Samba-Rhythmen und Räumungs-Pogo

Montag abend in der City: IWF und Polizei im „Trommelfeuer“ / 130 Festnahmen, mindestens 14 Verletzte  ■  Aus Berlin Wolfgang Gast

Seit Tagen steht die Berliner Innenstadt im Zeichen der Trommel. Wie schon in den vorangegangenen Nächten trafen sich auch am Montag abend Tausende am Breitscheidplatz und feierten mit Trommeln, Topfdeckeln und allerlei anderem Metallgerät brasilianische Samba-Nächte. Vom „Büro für ungewöhnliche Maßnahmen“ geplant und von Berlins obersten Polizisten verboten ist die Aktion „Trommelfeuer“ zum Kristallisationspunkt für den Prostest gegen die IWF- und Weltbanktagung geworden.

Europas Kulturstadt Berlin zeigt derweil stetig steigende Polizeipräsenz. Rund um die Gedächtniskirche waren mehrere hundert Polizisten eingesetzt.

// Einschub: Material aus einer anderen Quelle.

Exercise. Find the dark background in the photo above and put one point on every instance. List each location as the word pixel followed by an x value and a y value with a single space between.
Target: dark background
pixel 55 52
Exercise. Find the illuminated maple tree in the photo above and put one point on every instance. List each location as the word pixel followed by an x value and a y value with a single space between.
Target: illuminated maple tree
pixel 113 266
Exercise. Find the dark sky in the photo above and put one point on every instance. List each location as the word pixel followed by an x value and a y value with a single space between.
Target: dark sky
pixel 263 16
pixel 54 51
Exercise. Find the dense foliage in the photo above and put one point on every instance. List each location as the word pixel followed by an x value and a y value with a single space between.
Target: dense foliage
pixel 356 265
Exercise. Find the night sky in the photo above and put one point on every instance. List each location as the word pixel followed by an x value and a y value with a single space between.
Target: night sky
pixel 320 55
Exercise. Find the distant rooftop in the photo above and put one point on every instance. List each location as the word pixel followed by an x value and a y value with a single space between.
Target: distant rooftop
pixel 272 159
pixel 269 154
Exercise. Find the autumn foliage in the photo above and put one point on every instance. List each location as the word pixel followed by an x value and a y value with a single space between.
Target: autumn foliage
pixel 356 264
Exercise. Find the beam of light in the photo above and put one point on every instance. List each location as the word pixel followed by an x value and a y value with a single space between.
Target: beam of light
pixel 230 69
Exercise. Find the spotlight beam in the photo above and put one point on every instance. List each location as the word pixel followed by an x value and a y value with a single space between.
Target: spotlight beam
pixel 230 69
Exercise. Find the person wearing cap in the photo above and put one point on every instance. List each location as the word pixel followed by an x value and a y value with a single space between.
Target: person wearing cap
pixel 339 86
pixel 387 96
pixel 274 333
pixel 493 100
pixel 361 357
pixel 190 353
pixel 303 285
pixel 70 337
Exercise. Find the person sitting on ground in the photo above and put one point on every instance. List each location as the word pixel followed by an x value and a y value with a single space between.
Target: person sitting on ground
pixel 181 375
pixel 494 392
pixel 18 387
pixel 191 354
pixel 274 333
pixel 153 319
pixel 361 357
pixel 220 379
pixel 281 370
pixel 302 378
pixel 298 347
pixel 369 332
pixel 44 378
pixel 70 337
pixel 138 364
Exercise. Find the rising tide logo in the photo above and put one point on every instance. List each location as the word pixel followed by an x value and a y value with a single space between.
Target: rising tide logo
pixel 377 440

Daß Quantität Qualität nicht ersetzen kann, bewiesen die eingesetzten Polizeibeamten. Völlig konzeptlos wurden die so lauten wie friedlichen TrommlerInnen und ihre Freunde wiederholt abgeräumt und die Straße zwischen Gedächtniskirche und Wittenbergplatz leergefegt.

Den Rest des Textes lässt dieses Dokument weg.